For various reasons my reading of contemporary YA fiction was not as comprehensive during 2013 as it should have been and I found myself attending the presentation of this year’s Branford Boase Awards (for a first children’s novel) having only read two of the shortlisted books.The winning book, Infinite Sky by C. J. Flood, was not one of them.

When I interviewed Jon Walter recently (on publication of his debut novel Close To The Wind, which I can confidently predict will be shortlisted for the Branford Boase next year) he made a telling comparison between his own writing style and that of C. J. Flood’s, using the metaphor of photography. “Her writing is like she is looking through a 50mm lens the whole time and she doesn’t vary it. I think of distance a lot when I write, so I zoom in and zoom out.
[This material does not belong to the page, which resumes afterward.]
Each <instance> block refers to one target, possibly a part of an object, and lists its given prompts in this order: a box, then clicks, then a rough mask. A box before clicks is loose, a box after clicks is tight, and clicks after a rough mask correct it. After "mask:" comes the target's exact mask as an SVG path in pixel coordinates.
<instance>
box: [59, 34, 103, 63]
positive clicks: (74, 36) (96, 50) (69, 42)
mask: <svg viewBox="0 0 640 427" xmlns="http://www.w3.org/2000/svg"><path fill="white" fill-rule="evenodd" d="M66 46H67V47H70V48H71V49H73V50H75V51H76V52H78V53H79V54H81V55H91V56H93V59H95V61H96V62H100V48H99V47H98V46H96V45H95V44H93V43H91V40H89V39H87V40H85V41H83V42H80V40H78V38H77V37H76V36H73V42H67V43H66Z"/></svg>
With her you feel she has this beautifully composed view that she moves around at the same focal length.” And in case this could be construed as an implied limitation, he added, “You have to be really skilled to do that well.”

Having now read (and enjoyed and admired in equal measure) C. J. Flood’s book, I can see exactly what Jon Walter meant. The novel has an emotional intensity that reminded me at times of the mood in some of Anthony Masters’ books, whose short YA fiction was popular throughout the 1980s and 1990s. Interestingly, the eviction of gypsies from a campsite was often the subject of one of Masters’ improvised Book Explosion events.
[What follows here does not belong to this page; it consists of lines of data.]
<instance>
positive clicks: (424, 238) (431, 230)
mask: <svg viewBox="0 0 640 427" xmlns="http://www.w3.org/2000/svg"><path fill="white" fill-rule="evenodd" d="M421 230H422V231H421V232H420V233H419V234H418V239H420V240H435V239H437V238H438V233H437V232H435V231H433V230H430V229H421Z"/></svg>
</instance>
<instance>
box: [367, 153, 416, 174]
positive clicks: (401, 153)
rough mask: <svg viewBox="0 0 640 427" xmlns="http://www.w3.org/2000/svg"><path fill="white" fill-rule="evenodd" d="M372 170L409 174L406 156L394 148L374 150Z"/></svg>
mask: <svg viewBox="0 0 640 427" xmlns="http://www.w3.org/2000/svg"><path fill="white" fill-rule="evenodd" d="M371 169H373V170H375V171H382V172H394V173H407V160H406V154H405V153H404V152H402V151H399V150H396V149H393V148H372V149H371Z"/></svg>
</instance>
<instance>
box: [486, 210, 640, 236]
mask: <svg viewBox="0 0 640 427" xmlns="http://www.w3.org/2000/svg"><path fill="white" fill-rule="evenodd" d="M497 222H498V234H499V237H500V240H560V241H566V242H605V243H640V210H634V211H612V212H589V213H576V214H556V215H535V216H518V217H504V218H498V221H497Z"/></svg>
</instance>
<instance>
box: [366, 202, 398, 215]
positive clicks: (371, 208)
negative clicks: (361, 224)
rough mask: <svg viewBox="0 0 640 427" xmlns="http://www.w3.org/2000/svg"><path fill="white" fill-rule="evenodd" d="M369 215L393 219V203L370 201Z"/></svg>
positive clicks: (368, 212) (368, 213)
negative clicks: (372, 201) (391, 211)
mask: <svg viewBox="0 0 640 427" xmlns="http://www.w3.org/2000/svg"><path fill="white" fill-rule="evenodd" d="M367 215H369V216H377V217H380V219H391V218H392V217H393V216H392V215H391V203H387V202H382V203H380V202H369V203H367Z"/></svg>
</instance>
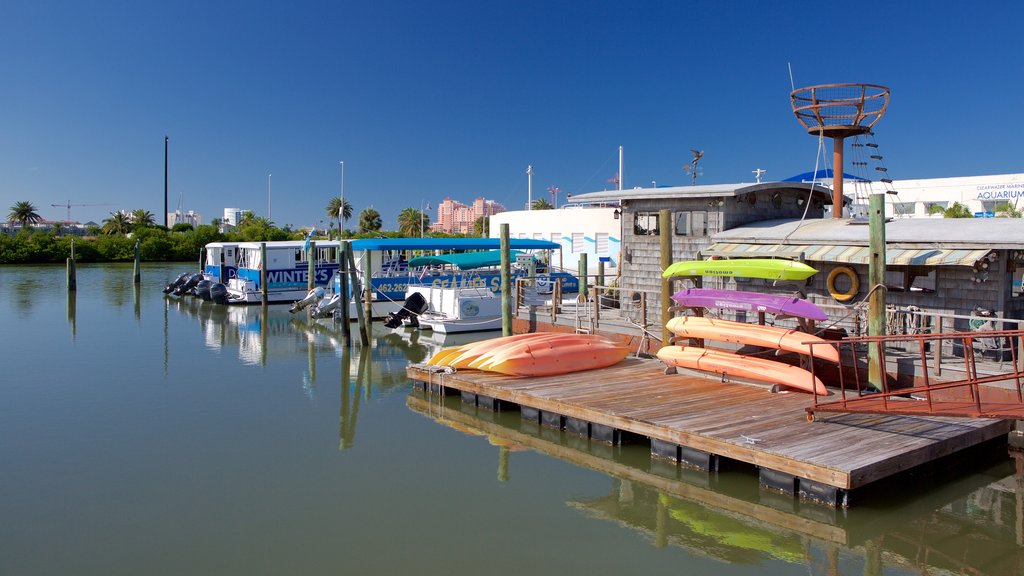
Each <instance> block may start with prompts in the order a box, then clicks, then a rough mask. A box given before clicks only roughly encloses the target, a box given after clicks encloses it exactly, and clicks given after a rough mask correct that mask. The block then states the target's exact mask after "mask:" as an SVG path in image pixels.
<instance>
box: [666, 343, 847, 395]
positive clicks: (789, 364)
mask: <svg viewBox="0 0 1024 576" xmlns="http://www.w3.org/2000/svg"><path fill="white" fill-rule="evenodd" d="M657 358H658V360H660V361H662V362H664V363H665V364H667V365H669V366H676V367H679V368H690V369H693V370H703V371H706V372H714V373H716V374H724V375H726V376H735V377H739V378H750V379H752V380H758V381H762V382H772V383H775V384H781V385H783V386H790V387H793V388H798V389H802V390H804V392H809V393H812V394H817V395H819V396H827V395H828V390H827V389H826V388H825V386H824V384H822V383H821V380H819V379H818V378H817V377H816V376H814V375H812V374H811V373H810V372H808V371H807V370H804V369H803V368H800V367H799V366H793V365H790V364H783V363H781V362H775V361H774V360H765V359H763V358H752V357H749V356H739V355H736V354H732V353H729V352H722V351H712V349H707V348H701V347H696V346H664V347H663V348H662V349H659V351H657Z"/></svg>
Here the gypsy encampment is small and is mainly a botheration to Iris’s father, who jumps to conclusions when his toolshed is broken into. The father’s fierce protectiveness towards both Iris and her older bother Sam are understood by the reader in relation to the fact that his wife, their mother, has recently abandoned home to go on a trip of self-discovery.

Flood’s handling of the romantic bond between the 13 year old female narrator, and the slightly older gypsy lad Trick, captures the magic of first love in writing that manages to be both lyrical and firmly realistic. Flood’s viewpoint may be, according to Walter’s observation, through a 50mm lens the whole time, but (to take the photographic analogy further) she knows just when to open up the aperture throwing the surround into soft-bokeh relief. The small rendezvous that they kit out with cushions for their trysts is only visited on a few occasions, the last time by Iris on her own, but the reader is left feeling they know this place as well as the characters in the story. (The hardback had a wholly suitable illustrated cover design, which I wish had been retained for the first paperback edition – the latest paperback cover shown above is much much better.)

I did not anticipate the dark and violent turn of events, but was swept along by them. Notwithstanding the book’s Prologue (which personally and in retrospect I consider to be an ill-judged inclusion), you start reading Infinite Sky lulled by the mood of summer, by the title, and the fact that young first love is in the air, into thinking that all will stay rather lovely and soft-focus, with the occasional conflict between siblings, and between parents and children, not knowing that tragedy and inescapable retribution are just around the corner.

A superb novel, a well-deserving winner of the Branford Boase Award, and a book that cries out to be filmed.